A lot of good in this world is done by people who see a problem and say to themselves, “I’m going to do something to help with that.” Or, who take the time to thoughtfully examine a situation from different facets, consider changes over long periods of time, and then take action to create a positive impact – for the planet and their community.
Leonard Wiener is just such a person. A long-time resident of Western North Carolina, Leonard has watched the landscape change across the region over many decades. He and his wife Thais moved to the area from East Tennessee in 1968 and purchased acreage in the secluded, beautiful Ballard Branch Cove near Weaverville, NC in 1975. They built a home designed to sustainably use passive solar orientation and geothermal mass to meet much of their heating and cooling needs. Concerned about the impact of intense development on fragile mountain slopes and watershed drainages, Leonard wanted to ensure that the land they had loved and cared for could be preserved for future generations. In 2020, he contacted Southern Appalachian Highlands Conservancy about donating a conservation easement to protect the property.
“People have to live somewhere,” says Leonard, “but there’s got to be a better way than the intense development we see overtaking the valleys and ridges.”
As a retired geologist, Leonard has a deep connection with the land and the ancient rocks that make up these venerable mountains.
“To me, this place reflects much of what makes this region special,” says Leonard. “Each space has its own interesting perks and characteristics. We loved the location at the end of the cove; it’s very secluded. There are a fair number of boulder outcrops and rock exposures. Being a geologist, I’ve done a lot of bedrock mapping in WNC and East TN, and I’ve spent a bit of time looking at the rocks up here. Rocks are old friends.”

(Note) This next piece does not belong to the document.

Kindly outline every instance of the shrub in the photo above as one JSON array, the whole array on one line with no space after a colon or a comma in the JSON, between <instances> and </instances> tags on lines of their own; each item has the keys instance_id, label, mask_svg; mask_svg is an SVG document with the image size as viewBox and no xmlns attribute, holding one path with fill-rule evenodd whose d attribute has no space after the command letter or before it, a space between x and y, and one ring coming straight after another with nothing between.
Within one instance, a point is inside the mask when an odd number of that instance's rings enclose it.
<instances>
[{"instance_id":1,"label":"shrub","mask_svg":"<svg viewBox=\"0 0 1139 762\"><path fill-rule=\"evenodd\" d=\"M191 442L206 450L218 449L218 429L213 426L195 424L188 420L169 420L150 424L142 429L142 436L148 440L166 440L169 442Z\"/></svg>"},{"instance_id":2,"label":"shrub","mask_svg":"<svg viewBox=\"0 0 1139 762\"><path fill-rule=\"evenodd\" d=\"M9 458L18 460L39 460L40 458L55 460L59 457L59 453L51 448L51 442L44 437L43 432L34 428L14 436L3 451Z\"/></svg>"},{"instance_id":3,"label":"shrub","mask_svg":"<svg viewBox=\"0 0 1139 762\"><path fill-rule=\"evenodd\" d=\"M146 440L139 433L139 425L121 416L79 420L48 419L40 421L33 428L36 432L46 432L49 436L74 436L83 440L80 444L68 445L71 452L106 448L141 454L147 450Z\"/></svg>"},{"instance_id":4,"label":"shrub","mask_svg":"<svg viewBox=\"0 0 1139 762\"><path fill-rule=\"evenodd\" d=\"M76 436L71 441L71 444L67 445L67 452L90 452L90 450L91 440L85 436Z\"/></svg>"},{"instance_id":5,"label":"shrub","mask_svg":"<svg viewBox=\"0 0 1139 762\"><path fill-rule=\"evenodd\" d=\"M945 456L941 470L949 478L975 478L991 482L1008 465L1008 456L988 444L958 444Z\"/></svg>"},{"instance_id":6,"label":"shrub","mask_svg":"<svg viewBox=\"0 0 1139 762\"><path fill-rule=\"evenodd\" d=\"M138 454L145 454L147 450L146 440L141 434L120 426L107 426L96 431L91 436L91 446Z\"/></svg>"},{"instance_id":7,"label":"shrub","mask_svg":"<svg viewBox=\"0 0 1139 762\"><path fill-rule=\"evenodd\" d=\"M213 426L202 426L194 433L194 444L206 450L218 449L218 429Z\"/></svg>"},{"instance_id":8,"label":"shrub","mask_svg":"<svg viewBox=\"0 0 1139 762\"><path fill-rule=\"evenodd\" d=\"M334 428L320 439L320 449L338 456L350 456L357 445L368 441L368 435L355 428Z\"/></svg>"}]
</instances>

Protecting Forest, Water Resources
This year, Leonard completed the donation of a conservation easement on 63 acres in Ballard Cove in the Reems Creek watershed, permanently protecting the forest and mountain slopes. The property contains four intermittent headwater tributaries of Jimmie Branch, a trout stream that flows into Reems Creek, which is a major tributary of the French Broad River.
Reaching 3,400 ft. in elevation, the tract encompasses approximately 55 acres of mixed hardwood forest, rocky boulder areas, and almost two acres of open pastures once used for grazing bison. One of the former pastures is now in an early successional forest phase.
The donated conservation easement adds to a network of protected land and important wildlife habitat in the vicinity, which includes the Woodfin Watershed Conservation Easement, SAHC’s Snowball Mountain Preserve, Pisgah National Forest, the Blue Ridge Parkway, and other conserved land.
The Buncombe County Land Conservation Advisory Board (LCAB) contributed $34,237 to help cover transaction costs (such as a survey and appraisal) for completion of the project.
“I’m so excited that we were able to help, and grateful that Leonard chose to protect this land,” says LCAB Vice-Chair Nancy Nehls Nelson. “Leonard is such a wonderful person and part of the community, and a great partner in conservation. I first met him many years ago at a meeting where folks were discussing how to stop the spread of invasive species. He embodies the essence of people that value the mountains, trees, and water.”
Both Leonard and Nancy describe the land as precious – and now these precious resources are permanently protected for the benefit of wildlife and future generations.
“The Ballard Cove project is a perfect example of a landowner that has made a lifelong commitment to land stewardship and natural resource conservation within Buncombe County,” says Ariel Zijp, Farmland Preservation Manager for Buncombe County Soil and Water Conservation. “This project aligns closely with the Buncombe County 2025 Strategic Plan Environmental and Energy Stewardship Focus Area, Preserve Farmland and Environmentally Sensitive Tracts of Land Goal, and helps to continue to preserve our working lands and natural resources of Buncombe County.”
Memories of the Land
“This property was known locally because it was part of the Weaverville Art Safari, a self-guided event in which people are invited to tour artists’ studios and homes,” says Land Protection Director Michelle Pugliese. “Leonard’s late wife, Thais, was a talented jewelry artist whose work was part of the tour, and the former bison farm on the property was an attraction for many people on the tour.”
Thais was one of the founders and first members of the Weaverville Art Safari, and her passion for American bison led to the creation of Blue Ridge Bison. Thais passed away in 2019, a beloved member of the community and brilliant artist.
“We raised bison here for over 22 years,” recalls Leonard. “At first, neither of us knew anything about raising them. We started by joining the National Buffalo Association and traveling to see other bison ranches, attending seminars, and learning from other people. We spent a couple of years learning before we got our first animals. Then, we grew from a couple of young cows and one bull to a herd of about three dozen. They were very popular with visitors on the Weaverville Art Safari and other folks who came to visit. In our later years, we phased out the herd and had the last buffalo here in 2014. I’ve planted a lot of hardwood seedlings in the old pasture areas, and this young reforested space will be good for different types of species.”